Monday, February 21, 2011

Let's Connect: Response to Rice

In Jeffery Rice’s piece, Symposium:What should College English Be? Networks and New Media:  He calls for college English to become networked, he states: What I call the network are these spaces—literal and figurative—of connectivity. They are ideological as well as technological spaces generated by various forms of new media that allow information, people, places and other items to establish a variety of relationships that previous spaces or ideologies did not allow” (128).

Now I know that when he used the word “relationship” he is not necessarily referring to personal relationships—as he makes reference to it in his point about socializing, but I think there is something to be said about those personal relationships in networking that make the public media and networking so appealing and satiable.

In the beginning of his piece he talks briefly about some social networking sites such as FB, etc., but I think there really is an aspect of this available relationship making which makes online interaction and new media so appealing. Yes, we are seeing students write in new ways like never before; we are seeing literacy come into new terms of use; and we are seeing communication occur as never before. 

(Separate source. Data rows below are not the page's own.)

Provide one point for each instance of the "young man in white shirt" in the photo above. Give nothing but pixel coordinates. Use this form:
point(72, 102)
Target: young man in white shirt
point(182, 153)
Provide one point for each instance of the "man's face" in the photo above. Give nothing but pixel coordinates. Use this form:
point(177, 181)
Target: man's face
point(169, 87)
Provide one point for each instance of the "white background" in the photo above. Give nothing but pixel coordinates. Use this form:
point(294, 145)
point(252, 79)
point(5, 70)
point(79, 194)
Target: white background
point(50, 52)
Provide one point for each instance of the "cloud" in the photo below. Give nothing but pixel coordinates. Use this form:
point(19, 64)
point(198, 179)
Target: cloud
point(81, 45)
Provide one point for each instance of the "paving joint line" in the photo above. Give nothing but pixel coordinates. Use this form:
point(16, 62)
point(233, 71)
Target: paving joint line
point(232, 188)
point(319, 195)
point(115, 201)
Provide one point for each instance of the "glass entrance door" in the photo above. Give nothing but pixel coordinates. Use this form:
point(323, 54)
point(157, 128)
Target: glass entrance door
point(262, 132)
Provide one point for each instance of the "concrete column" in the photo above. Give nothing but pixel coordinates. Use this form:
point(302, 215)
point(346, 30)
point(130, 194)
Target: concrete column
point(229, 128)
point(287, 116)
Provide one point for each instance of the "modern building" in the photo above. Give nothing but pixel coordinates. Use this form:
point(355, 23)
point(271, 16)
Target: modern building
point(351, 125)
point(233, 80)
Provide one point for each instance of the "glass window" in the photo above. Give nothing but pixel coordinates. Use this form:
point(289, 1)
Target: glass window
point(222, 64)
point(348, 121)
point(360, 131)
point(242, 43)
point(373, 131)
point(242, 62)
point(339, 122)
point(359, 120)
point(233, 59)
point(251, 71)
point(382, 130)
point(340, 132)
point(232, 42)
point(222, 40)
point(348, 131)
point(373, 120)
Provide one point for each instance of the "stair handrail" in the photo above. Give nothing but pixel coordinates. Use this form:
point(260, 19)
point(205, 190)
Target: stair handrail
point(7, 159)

So what is really at the center of all this interaction? Is it writing? Literacy? Publishing? Audience? Feedback? Or is it really an accretion for every aspect of interpersonal relationships, of communication between two or more individuals, or simply collaboration in new forms?

Obviously not every student is inspired to write outside of their academic requirements, but we have seen such an insurmountable rush of students that freely write for any opportunity to reach out and be heard, to get a reaction, a comment, a like. So what is at the core of all that networking, in the true social sense?

It is the need to feel connected, to be connected, to build communication and relationships--some type of connectivity. Yes, college English should be networking, but we mustn’t forget the interpersonal push, pull, and impetus behind any person’s true purpose for networking. We need one another, and we desire the communication for each other; that is why the network has become such a vast empire of social rapport.   

So the question becomes... How do we translate and utilize that need into the English curriculum?